Get Great Photos of these Yellow Blooms
UPDATED: May 2019. Sunflowers in Tuscany are probably one of the most iconic symbols of this region. That is after the leaning tower of Pisa, the Duomo of Florence and the vineyards of Chianti. When sunflowers are in season, from mid-June to mid-August, they liven up the scenery and warm your hearts with the bright yellow petals which seem to follow the path of the Tuscan sun from dawn to twilight.
If you are lucky enough to be visiting Tuscany in this period, and if you really want to see the beauty of the sunflowers in Tuscany up close, here are a few pointers on things you can add to your itinerary to be at the right place and capture the beauty.
Read on to find the best one for you.
1 – Bike Tour
Can it get any better than a bike ride through the Tuscan countryside following the sunflowers? Stopping in small towns, gelato breaks, and wine tastings?

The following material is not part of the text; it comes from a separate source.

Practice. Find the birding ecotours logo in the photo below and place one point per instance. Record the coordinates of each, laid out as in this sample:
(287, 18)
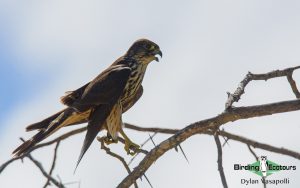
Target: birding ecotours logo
(263, 167)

Probably not.
This type of exploration practically covers all of your bases: stress-free because your guides will plan it all out, no-driving because the tour always comes with a support vehicle and most importantly someone who knows the lay of the land like Piero & Elena and their Bike in Florence and Tuscany San Gimignano Siena tour.
The advantages are multiple! Besides having the experience of a local who knows where to find the blooming sunflower fields in Tuscany, you are also free to enjoy at your own pace and stop anywhere for a photo, which is not always possible with a car.
As you coast along the low traffic dirt roads, the tranquility of the scenery is more evident. You can inhale the fragrant air and the wind whispers over your face — this is absolutely the best way to enjoy Tuscany and its sunflowers.
⇒ Did you know? While recognised worldwide for its beauty, sunflowers are an important source of food. They produce a very healthy vegetable oil and sunflower seeds are enjoyed as a tasty and nutritious snack.
2 – Hiking
For those who like the idea of getting close to nature, you can always pick two points on the via Francigena where you are sure to find sunflowers in Tuscany. Our favorites are on the tracks from Lucca to Siena which normally boast wide open fields of this bright yellow blossoms.
This mainly “white road” trail follows the path of the pilgrims traveling from Canterbury to Rome in the medieval times. It covers some of the most stunning areas of Tuscany and though they are not circular itineraries, you can arrange for a driver to pick you up or look into coordinating with public transport.
⇒ Did you know? The spiral formation of seeds in a sunflower almost always follows the Fibonacci sequence. A single sunflower can have up to 2000 seeds which create 34 spirals in one direction and 55 in the other. Very large sunflowers can have 89 in one direction and 144 in the other.
3 – Car ride
If your time in Tuscany is limited — as in, driving through on the Autostrada, or the FI-PI-LI (the primary road connecting Florence to Pisa) — the good news is you can still see the sunflowers in Tuscany! On the borders of these roads are several fields of flowers. You may not be able to stop for photos along the way, but the warm yellow colors will liven up the sometimes drab highway scenery.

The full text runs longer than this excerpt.